Ketamine for PTSD is administered intravenously, and patients receive only about a tenth of the dose used in anesthesia. In the U.S., doctors are free to prescribe it off label.
Who does PTSD affect?
Post-traumatic stress disorder is becoming increasingly common in society. PTSD may occur as a result of a single traumatic event, or from experiencing trauma through repeated acts, sometimes described as ‘complex PSTD’.
Not all traumatic experiences lead to PTSD, and for some people, a traumatic event will cause PTSD while the same traumatic event may not lead to PTSD in another person.
PTSD is linked to many different factors:
- how long the trauma lasted,
- other traumatic events a person may have experienced in their life,
- their reaction to the trauma, and
- the support and care a person received following it.
Some jobs or occupations put people in dangerous situations. Military personnel, first responders (police, firefighters, and paramedics), doctors, and nurses experience higher rates of PTSD than other professions.
What causes PTSD?
PTSD is a mental health problem that some people develop after experiencing or witnessing a life-threatening event.
Types of traumatic events that can cause PTSD include:
- Combat and other military experiences
- Sexual or physical assault
- Childhood abuse
- Learning about the violent or accidental death or injury of a loved one
- Serious accidents
- Natural disasters, including fire, tornado, hurricane, flood, or earthquake
- Terrorist attacks
Treatment for PTSD
At this point, there is no single treatment for PTSD that works above all others. There are many variables to consider including the type of PTSD you have may vary both based on the type of traumatic event and the time of life in which it was experienced.
There are different talk therapies and medications that can help people with PTSD. For many people, these treatments combined can get rid of symptoms altogether.
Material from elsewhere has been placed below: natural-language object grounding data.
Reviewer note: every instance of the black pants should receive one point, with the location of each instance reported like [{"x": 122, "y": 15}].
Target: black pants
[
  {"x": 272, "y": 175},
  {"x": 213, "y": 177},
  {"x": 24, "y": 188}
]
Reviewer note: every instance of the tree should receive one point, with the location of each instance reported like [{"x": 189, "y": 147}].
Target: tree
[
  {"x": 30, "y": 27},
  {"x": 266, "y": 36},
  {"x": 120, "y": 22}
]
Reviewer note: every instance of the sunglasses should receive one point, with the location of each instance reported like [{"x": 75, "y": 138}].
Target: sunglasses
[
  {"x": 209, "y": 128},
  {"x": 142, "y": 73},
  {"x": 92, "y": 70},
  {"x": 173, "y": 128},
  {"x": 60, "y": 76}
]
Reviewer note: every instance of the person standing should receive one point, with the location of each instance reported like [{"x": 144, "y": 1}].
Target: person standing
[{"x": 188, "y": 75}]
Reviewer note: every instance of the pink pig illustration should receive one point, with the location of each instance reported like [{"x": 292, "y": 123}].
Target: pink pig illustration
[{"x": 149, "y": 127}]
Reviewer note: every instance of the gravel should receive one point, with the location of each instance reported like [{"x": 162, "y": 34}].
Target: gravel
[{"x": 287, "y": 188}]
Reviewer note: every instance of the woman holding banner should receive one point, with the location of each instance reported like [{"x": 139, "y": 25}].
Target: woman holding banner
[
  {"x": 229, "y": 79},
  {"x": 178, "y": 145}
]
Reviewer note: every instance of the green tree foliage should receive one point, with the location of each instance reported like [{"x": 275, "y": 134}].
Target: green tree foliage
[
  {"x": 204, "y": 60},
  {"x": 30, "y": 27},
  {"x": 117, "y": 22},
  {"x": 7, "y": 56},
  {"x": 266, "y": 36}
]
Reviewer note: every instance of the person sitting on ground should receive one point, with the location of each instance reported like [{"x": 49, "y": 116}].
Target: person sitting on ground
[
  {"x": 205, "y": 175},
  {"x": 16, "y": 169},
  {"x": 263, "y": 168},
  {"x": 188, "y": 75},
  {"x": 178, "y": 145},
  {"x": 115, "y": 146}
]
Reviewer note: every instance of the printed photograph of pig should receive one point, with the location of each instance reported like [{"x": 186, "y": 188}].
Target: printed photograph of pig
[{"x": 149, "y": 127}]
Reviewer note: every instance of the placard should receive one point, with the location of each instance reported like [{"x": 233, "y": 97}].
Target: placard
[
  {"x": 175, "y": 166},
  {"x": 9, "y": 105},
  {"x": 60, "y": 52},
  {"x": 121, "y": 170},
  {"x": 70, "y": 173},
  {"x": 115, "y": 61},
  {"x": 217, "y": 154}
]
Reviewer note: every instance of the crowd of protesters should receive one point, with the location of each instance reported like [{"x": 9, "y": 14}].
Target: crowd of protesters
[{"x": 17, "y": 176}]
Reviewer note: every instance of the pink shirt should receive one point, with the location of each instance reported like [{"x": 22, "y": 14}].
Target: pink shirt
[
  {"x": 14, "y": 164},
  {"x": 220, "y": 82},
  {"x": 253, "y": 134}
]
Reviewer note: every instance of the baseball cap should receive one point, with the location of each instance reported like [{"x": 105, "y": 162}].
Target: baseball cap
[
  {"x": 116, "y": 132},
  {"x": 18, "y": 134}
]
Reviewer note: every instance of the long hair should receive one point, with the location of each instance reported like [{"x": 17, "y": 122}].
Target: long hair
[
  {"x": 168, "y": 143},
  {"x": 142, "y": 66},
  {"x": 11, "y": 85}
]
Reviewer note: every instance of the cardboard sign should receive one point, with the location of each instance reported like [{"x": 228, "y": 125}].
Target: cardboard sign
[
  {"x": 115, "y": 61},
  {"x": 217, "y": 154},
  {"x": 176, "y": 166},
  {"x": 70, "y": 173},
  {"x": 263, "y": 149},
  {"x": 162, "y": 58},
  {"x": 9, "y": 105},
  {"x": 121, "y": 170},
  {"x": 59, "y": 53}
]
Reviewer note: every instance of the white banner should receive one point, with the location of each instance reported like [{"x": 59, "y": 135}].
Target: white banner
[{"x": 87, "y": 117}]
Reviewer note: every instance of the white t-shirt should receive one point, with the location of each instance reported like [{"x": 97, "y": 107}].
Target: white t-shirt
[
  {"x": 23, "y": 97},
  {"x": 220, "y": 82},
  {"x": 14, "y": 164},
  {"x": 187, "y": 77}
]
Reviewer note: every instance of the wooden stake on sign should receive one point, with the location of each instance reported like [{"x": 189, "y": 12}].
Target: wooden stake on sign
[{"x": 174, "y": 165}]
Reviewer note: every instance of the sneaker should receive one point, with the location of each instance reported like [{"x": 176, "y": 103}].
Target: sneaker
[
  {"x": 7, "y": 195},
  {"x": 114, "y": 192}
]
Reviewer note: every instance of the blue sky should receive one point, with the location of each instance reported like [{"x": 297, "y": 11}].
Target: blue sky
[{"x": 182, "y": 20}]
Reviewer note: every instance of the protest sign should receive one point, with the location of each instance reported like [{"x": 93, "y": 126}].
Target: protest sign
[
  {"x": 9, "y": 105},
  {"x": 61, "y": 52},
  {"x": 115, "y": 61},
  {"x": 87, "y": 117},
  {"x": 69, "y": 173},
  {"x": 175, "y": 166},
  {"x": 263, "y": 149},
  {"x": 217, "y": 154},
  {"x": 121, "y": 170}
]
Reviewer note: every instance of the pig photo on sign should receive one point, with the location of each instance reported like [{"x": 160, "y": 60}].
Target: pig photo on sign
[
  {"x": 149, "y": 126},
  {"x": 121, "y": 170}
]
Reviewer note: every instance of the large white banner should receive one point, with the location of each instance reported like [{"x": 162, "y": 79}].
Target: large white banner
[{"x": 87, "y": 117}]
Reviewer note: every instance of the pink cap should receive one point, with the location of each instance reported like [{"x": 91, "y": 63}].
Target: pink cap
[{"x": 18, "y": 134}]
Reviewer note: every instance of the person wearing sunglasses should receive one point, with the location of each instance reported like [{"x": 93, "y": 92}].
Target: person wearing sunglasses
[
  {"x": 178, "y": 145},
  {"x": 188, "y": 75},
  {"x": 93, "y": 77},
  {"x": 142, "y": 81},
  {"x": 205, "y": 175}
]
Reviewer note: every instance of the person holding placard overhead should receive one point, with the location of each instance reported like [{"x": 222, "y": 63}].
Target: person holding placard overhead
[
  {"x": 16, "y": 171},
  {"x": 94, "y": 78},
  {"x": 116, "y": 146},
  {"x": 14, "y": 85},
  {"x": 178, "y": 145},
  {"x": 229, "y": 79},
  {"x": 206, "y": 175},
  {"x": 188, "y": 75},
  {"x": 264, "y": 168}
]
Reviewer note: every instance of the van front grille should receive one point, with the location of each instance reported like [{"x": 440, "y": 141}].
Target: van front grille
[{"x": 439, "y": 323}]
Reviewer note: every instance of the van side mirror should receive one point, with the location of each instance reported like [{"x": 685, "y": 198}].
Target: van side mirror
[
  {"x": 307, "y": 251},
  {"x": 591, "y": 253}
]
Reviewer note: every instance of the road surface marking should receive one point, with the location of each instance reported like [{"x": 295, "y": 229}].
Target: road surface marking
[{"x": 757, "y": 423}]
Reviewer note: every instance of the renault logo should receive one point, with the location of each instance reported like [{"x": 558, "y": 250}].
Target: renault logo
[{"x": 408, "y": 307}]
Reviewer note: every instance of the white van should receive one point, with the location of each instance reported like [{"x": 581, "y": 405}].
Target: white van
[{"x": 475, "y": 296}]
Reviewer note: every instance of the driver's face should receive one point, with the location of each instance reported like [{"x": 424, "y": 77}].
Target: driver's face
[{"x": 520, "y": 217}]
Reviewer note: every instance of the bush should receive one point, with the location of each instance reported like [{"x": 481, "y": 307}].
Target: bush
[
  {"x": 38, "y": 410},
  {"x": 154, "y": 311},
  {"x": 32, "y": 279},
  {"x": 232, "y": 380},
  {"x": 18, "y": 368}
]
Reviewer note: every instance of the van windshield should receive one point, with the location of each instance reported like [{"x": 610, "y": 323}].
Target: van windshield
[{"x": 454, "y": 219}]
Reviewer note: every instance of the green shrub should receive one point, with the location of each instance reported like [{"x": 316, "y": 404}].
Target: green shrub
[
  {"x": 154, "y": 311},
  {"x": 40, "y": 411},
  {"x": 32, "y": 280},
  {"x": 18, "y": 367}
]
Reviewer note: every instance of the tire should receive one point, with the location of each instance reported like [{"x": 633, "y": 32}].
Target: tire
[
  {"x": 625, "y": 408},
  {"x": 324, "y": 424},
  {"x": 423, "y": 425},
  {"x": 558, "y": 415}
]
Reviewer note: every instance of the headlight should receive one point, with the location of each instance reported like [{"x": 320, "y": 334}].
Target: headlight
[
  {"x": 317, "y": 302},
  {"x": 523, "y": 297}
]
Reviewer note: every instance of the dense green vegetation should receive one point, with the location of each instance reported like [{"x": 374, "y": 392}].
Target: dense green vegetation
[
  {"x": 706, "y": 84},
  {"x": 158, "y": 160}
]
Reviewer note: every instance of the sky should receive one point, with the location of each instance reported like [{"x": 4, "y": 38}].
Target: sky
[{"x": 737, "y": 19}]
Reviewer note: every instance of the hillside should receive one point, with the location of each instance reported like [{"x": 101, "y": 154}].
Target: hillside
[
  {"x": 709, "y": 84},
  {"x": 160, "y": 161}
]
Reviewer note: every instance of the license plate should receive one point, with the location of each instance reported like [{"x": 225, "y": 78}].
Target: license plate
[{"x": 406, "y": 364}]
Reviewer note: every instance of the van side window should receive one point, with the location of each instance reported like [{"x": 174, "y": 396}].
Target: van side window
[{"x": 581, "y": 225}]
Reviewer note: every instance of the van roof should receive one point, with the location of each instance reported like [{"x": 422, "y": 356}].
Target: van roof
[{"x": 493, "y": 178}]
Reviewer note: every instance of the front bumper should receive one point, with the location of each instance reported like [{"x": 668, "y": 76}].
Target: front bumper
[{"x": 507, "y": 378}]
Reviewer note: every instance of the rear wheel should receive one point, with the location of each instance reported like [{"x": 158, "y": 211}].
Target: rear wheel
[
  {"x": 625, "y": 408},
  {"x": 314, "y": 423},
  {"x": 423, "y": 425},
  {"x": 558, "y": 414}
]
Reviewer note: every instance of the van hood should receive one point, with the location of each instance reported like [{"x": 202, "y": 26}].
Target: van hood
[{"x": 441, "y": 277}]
Others find they have fewer symptoms or feel that their symptoms are less intense.
Trauma-focused Psychotherapies includes Prolonged Exposure Therapy (PE), Cognitive Processing Therapy (CPT), and Eye Movement Desensitization and Reprocessing (EMDR).
Support Groups allow people suffering from PTSD to discuss day-to-day problems with people who had have similar problems. Support Groups can be a great addition to any PTSD treatment, but will not treat your post-traumatic stress disorder.
Medication for PTSD includes SSRIs (selective serotonin reuptake inhibitors) and SNRIs (selective norepinephrine reuptake inhibitors). Many medical treatments take several months of trial and error and can cause some unwanted and even permanent side effects.
A major benefit of Ketamine infusions over conventional treatment options is that if an individual is going to respond positively to Ketamine, he/she will notice an improvement in his/her symptoms within hours to days rather than weeks to months.
Ketamine may be a viable option as a way to avoid those side effects and also provide a faster relief of PTSD symptoms. To achieve optimal symptom reduction, it is recommended to combining Ketamine infusions with psychotherapy. Patients do not stop their antidepressant medication prior to beginning ketamine treatments.
Why get treatment for PTSD?
Treatment works. It’s common to think that your PTSD symptoms will just go away over time. But this is very unlikely, especially if you’ve had symptoms for longer than a year. Even if you feel like you can handle your symptoms now, they may get worse over time.
Getting treatment can help keep PTSD from causing problems in your relationships, your career, or your education — so you can live the way you want to.